2006 United States Senate election, Wisconsin
| Party |  | Candidate | Votes | % | ±% |
|---|---|---|---|---|---|
|  | Democratic | Herb Kohl (incumbent) | 1,439,214 | 67.31% | +5.8% |
|  | Republican | Robert Lorge | 630,299 | 29.48% | −7.5% |
|  | Green | Rae Vogeler | 42,434 | 1.98% | n/a |
|  | Independent | Ben Glatzel | 25,096 | 1.17% | n/a |
|  | Other | Scattered | 1,254 | 0.06% | n/a |
| Majority |  |  | 808,915 | 37.83% |  |
| Turnout |  |  | 2,138,297 | 50.86% |  |
|  | Democratic hold |  |  |  |  |

====Counties that flipped Republican to Democratic====
- Calumet (largest city: Chilton)
- Outagamie (largest city: Appleton)
- Waupaca (largest city: New London)
- Waushara (largest city: Berlin)
- Green Lake (Largest city: Green Lake)
- Ozaukee (Largest city: Mequon)
- Washington (Largest city: West Bend)
- Waukesha (Largest city: Waukesha)

== Analysis ==
Kohl won every county in the state.
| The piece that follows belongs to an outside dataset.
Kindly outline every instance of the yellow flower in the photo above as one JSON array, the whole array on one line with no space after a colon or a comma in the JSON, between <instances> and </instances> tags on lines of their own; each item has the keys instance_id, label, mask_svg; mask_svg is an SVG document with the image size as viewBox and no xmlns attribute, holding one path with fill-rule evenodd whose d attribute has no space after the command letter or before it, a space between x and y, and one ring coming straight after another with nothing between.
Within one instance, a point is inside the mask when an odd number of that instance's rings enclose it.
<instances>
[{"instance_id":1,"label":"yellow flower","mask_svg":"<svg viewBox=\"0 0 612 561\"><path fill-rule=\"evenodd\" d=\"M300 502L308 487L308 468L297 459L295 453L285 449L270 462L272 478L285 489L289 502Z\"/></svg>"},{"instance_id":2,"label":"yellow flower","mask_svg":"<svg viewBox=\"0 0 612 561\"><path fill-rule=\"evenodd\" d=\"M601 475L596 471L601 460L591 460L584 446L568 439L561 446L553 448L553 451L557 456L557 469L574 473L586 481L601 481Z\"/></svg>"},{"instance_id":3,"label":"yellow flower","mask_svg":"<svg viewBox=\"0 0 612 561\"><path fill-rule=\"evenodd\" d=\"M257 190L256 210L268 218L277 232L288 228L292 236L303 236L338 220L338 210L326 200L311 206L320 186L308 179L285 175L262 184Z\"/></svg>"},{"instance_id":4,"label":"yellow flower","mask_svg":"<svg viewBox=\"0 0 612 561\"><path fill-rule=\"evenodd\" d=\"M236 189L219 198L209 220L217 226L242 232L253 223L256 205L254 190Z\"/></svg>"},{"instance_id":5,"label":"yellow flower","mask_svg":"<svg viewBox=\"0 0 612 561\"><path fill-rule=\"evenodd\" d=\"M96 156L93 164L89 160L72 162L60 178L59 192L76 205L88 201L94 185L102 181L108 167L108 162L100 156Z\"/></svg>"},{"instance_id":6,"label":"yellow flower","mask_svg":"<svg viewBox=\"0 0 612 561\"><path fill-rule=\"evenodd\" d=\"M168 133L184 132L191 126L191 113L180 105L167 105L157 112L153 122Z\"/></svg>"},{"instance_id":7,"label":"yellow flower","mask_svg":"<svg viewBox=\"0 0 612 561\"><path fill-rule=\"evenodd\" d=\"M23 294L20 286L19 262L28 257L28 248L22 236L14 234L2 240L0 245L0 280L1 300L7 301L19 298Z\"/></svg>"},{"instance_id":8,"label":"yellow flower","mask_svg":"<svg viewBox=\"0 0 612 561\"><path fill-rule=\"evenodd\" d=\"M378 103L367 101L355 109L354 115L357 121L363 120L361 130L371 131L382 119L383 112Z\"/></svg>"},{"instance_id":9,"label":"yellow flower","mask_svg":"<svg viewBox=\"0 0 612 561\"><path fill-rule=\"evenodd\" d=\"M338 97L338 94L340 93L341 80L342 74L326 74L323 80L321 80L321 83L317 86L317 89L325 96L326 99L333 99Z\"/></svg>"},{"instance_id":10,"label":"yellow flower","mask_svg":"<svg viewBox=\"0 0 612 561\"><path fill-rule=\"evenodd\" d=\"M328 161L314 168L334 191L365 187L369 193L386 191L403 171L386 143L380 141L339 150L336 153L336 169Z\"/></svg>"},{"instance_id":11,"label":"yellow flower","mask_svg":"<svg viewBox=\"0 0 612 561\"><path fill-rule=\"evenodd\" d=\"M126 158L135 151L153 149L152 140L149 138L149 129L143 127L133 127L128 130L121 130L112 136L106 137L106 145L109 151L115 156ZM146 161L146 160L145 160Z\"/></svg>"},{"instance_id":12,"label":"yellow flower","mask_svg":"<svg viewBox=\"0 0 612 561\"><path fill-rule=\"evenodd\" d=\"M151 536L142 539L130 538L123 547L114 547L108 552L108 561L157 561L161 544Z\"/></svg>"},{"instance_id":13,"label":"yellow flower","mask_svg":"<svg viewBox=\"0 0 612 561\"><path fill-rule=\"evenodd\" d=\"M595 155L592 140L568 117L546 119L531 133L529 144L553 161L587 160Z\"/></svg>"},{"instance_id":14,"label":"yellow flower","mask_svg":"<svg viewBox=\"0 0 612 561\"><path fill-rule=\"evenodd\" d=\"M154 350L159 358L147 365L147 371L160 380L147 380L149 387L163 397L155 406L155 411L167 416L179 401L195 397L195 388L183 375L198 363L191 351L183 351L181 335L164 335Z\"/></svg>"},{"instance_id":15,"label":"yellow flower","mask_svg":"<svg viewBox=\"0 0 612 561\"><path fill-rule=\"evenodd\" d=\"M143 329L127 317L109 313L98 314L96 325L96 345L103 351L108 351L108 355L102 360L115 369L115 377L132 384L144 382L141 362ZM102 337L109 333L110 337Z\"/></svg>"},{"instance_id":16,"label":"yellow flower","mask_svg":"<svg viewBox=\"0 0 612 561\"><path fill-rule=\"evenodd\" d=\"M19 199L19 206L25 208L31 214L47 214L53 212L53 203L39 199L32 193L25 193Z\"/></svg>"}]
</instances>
Kohl's weakest performance in the state was suburban Washington County, Wisconsin, which he won with just 49.6%. Kohl's strongest performance was in rural Menominee County, where he won with over 90% of the vote. Vogeler's best performance was in Dane County, where she came in third place with over 5%, a county where Lorge had his second weakest performance.